A good friend recently told me about a Netflix Series called The Pitt. One line from the show stayed with her and now me, was: “We’ve all been young before but none of us have ever been old before.”
The more I thought about it, the more true it seemed.
We’ve all been children, teenagers, young adults, newly married, working and perhaps parents. But aging is different. No one has ever been old before. It’s unchartered territory.
The truth is aging is not a single experience. Every senior faces a unique combination of health concerns, finances, relationships, abilities, and life experiences. What works for one person may not work for another.
That’s why advice from well-meaning friends and family can sometimes feel frustrating. They may expect us to adapt quickly to hearing loss, mobility or memory changes, health issues or loss of friends. Yet these changes often require time, patience, and adjustment
For me, one of the most difficult aspects of aging is the loss or illness of friends. The people who shared our milestones, memories and life experiences may begin to face health challenges, move away, or pass on. Our social circle can gradually shrink leaving us with feelings of sadness, loneliness and uncertainty.
My husband and I had always planned to travel with dear friends once retirement gave us time. Sadly they passed away within three years of each other. It left an emptiness that was difficult to describe.
If you are experiencing grief in your senior years, you are not alone. Grief can come from many kinds of loss. It may be through health of a loved one, the effects of addiction on someone you care about, declining health, reduced mobility, hearing or vision loss, or a diagnosis such as diabetes, a cancer diagnosis or heart failure. Sometimes it’s an emotional/mental loss of watching someone become less engaged with the life they once lived.
Grief is a natural response to loss and deserves to be acknowledged rather than push it aside. At the same time it is important to nurture the relationships that remain. While loss is inevitable, so is the opportunity to strengthen the existing connections and build new ones. The friendships we have cherished never truly disappear -they remain in our memories, our stories, and the lessons they taught us.

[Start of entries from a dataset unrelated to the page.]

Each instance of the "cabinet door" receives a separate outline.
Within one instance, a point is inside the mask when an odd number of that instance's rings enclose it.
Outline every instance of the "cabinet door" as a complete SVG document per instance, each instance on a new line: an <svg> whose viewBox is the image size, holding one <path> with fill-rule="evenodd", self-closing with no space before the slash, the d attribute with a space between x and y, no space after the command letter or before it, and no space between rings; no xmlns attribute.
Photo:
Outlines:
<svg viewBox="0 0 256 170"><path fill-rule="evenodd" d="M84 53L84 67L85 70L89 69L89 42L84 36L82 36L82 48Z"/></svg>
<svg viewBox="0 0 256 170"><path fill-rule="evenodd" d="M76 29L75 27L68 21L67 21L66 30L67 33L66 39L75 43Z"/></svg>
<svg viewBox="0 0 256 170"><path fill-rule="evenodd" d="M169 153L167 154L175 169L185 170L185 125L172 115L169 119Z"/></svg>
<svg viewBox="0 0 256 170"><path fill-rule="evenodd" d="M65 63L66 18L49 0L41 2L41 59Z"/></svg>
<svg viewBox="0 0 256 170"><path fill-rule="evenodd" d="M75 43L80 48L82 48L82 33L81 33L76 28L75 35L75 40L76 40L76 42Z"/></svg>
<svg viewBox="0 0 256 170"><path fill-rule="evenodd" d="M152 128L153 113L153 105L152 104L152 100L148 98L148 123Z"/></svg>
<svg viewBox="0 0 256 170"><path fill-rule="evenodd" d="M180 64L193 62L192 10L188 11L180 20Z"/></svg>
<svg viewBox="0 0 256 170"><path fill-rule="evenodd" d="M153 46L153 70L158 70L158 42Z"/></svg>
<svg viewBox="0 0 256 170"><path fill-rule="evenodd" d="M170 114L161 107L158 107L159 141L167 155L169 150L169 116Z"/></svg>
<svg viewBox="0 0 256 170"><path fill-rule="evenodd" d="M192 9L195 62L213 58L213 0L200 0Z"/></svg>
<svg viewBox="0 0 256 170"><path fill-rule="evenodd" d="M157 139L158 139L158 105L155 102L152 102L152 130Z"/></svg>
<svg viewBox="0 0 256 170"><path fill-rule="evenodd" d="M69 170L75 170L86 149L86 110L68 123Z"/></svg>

I admire friends volunteer, join a club, take classes, connect with faith communities or even learn a new sport. These activities create opportunities for meaningful friendships and renewed purpose.
Most importantly, remember that sadness because of the circumstances is not a problem to solve. It is a reflection of how much someone mattered to you. Grief and gratitude often exist side by side. The pain comes from having had friendships
Although we may slow down physically, our interests, values, sense of humour and desire for independence remain strong. Reminding others of this can help them see the person, not just the age.
Your stories, wisdom and perspective matter. By speaking honestly about aging, you will help bridge the gap between generations. Some of us had the benefit of watching parents, grandparents, aunts, uncles grow older. Others did not. Either way, the journey is different for each of us.
We’ve all been young before. None of us has been old before. Perhaps the best we can do is walk this unfamiliar road together – with understanding, compassion, and a willingness learn from one another along the way.